The last few weeks have been busy! Over Chinese New Year (the second week in February), Paul and I went to Paris for a holiday which was fantastic but cold and rainy (the museums, food and sights all made up for that though). The day after our return, we both began a crazy workweek with long, long days at our respective offices compounded by serious jetlag. And so, the week after that I got the flu and spent three days at home. The two weeks since have been a little more settled although neither of us ever gets home from work before 8:00 p.m. We are a bit tired.
Nevertheless, I am really enjoying my work with the Hong Kong Philharmonic Orchestra. Working in a totally different culture brings with it a whole new set of challenges, so I thought I would write a bit about that.
My vulnerability is in not knowing the culture. I am very dependent on my staff to help me understand what audiences are used to, where and how to find certain segments of the market and how our messages will be received. I am trying to make changes that I think are positive, but how far can I go? How much change can my staff deal with and what kinds of changes can I make safely – meaning, without alienating our audience? I am walking a fine line between taking cues from my staff and not letting them put up barriers between what they are used to and what I think is progress.

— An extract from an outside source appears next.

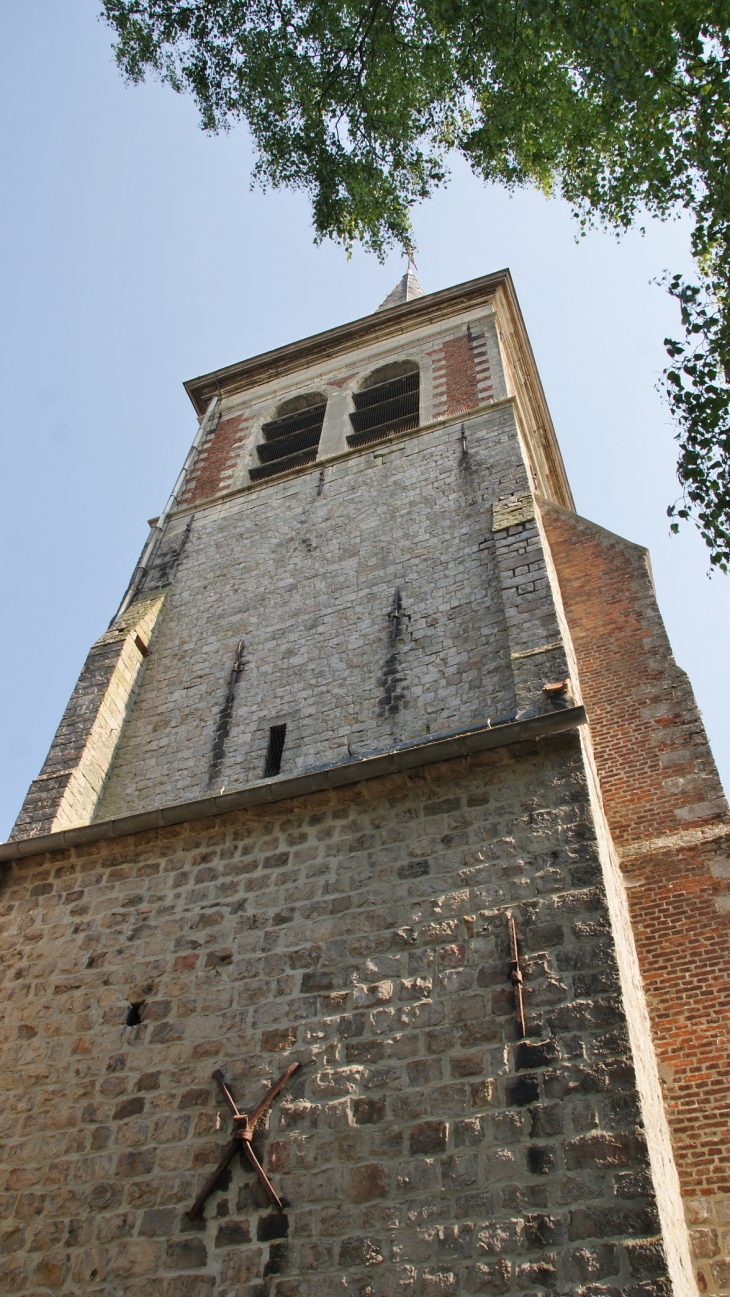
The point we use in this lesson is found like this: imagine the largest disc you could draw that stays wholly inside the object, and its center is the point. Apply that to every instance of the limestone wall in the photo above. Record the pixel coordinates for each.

The language is sometimes an issue, and sometimes not. All of my staff speak very good English, as do almost all the administrative staff (about 35 people). There is no problem conducting meetings in English and only occasionally does the staff have to resort to Cantonese. However, their English writing skills are uneven so I am spending a significant amount of time re-writing and editing. Our materials and promotions are almost all in both languages so the quality of the English is important. I do miss out entirely on the conversations that take place in the office kitchen.
The seven people in my marketing department are smart, hard working, and supportive. While some of them have a music background, they have limited professional experience marketing the arts. In spite of the unusually high number of arts administration programs offered here in HK, it is rare to find solid, progressive experience in arts management among Hong Kong people. The reasons are complex: the arts sector is not highly regarded in Hong Kong; arts organizations tend to be small and offer a limited number of annual productions over short runs (this is largely a matter of available performance space); and parents, no matter how talented or accomplished their child might be, do not encourage their progeny to pursue a career in any aspect of the arts. Training and developmental experience, particularly at a high level, is hard to get and that applies to every aspect: performance and visual arts, technical theatre and production, design and management. I really enjoy working with my staff though and it is exciting to see what we can accomplish together.
There are a couple of things about marketing here that are surprisingly old-fashioned. One is that leaflets and flyers are the single most important way people get information on what’s going on around town. Go into any performance venue and you will find row upon row of flyers. There is no general online source for complete listings; you have to go all over the various ticketing sites and venues to find anything. That means the market is fragmented and hard to target.
But the hardest, most mind-boggling thing is the HK ticketing system. Here, the Leisure and Cultural Services Department (LCSD) basically serves as a culture ministry. It administers grants and allocates space for their performance venues; I’m guessing but it’s probably about 90% of them in all of HK. LCSD also controls the ticketing system, called “Urbtix”, which all arts organizations must use if they perform in or want to promote their concerts in any of the LSCD venues. The thing is – and my Canadian marketing friends will get this – Urbtix will not share ANY patron information with the arts organizations for which people buy tickets. This means that I have no information whatsoever on my single ticket buyers, or more than 50% of my patrons. This is like marketing with both hands tied behind my back. It is most definitely an approach to marketing that is easily 30 years out of date.
And because most people in arts administration here have limited experience, they don’t know what a proper customer relations management system (CRM) can mean to an organization in terms of building audiences and raising money. There is no movement from LCSD to help organizations in this respect. A few organizations are buying their own ticketing system and selling tickets concurrently with the Urbtix system. The HK Phil isn’t there yet, but this will definitely have to be something I address while here.
That poses interesting challenges and every day is a learning experience. Recently, for example, I learned that radio ads in Cantonese have a syllable limit! And that there are no volume contracts with print or outdoor advertising sources and the rate changes with each event you advertise! I am constantly alert to the next surprise.
Last week, there was an article on a local Chinese online news site about the HK Phil’s search for a new assistant conductor. In it, the writer noticed that I am the new Director of Marketing for the HK Phil. He said he will wait and see if this Canadian could bring blessings from God to the orchestra !!! How did he know I am Canadian? But “a blessing from God?” Wow, those are big shoes to fill! I think the only person who would say that about me is my mother!!